= Jack Denny =

American dance band leader (1895-1950)

Jack Denny (September 25, 1895 – September 15, 1950) was an American dance band leader during the pre-World War II years. He was born in the United States and started his musical career in Montreal, Quebec in 1920.

Throughout the 1920s and 1930s, Denny led dance bands with a conventionally styled orchestra during the 1920s, playing at various venues, including the Mount Royal Hotel in Montreal, Canada. In 1931, he relocated to New York City, where he played at the newly opened Waldorf-Astoria Hotel the following year. Denny's band quickly gained popularity among the high society clientele of the Waldorf-Astoria, prompting him to develop a sweet and marvelous sound that had no brass section. His arrangements were often complex and fast-paced, unique for a sweet band.

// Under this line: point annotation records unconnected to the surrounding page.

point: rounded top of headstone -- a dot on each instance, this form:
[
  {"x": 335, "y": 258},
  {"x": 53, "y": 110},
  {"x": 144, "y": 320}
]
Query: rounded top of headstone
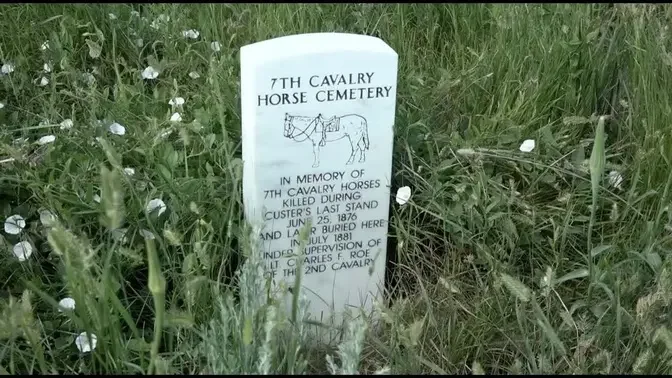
[{"x": 301, "y": 44}]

The Waldorf-Astoria Orchestra consisted of four saxes, three violins, bass, piano, and drums, with the pianist sometimes doubling on accordion. They recorded around two dozen titles for Victor in 1932 and appeared in the film "Moonlight and Pretzels" in 1933.

After leading his band for many years, Denny retired from the band business about six years before his death and worked as a salesman for the Baldwin Piano Company. He died on September 15, 1950, at the age of 54. At the time of his death, he was survived by his wife.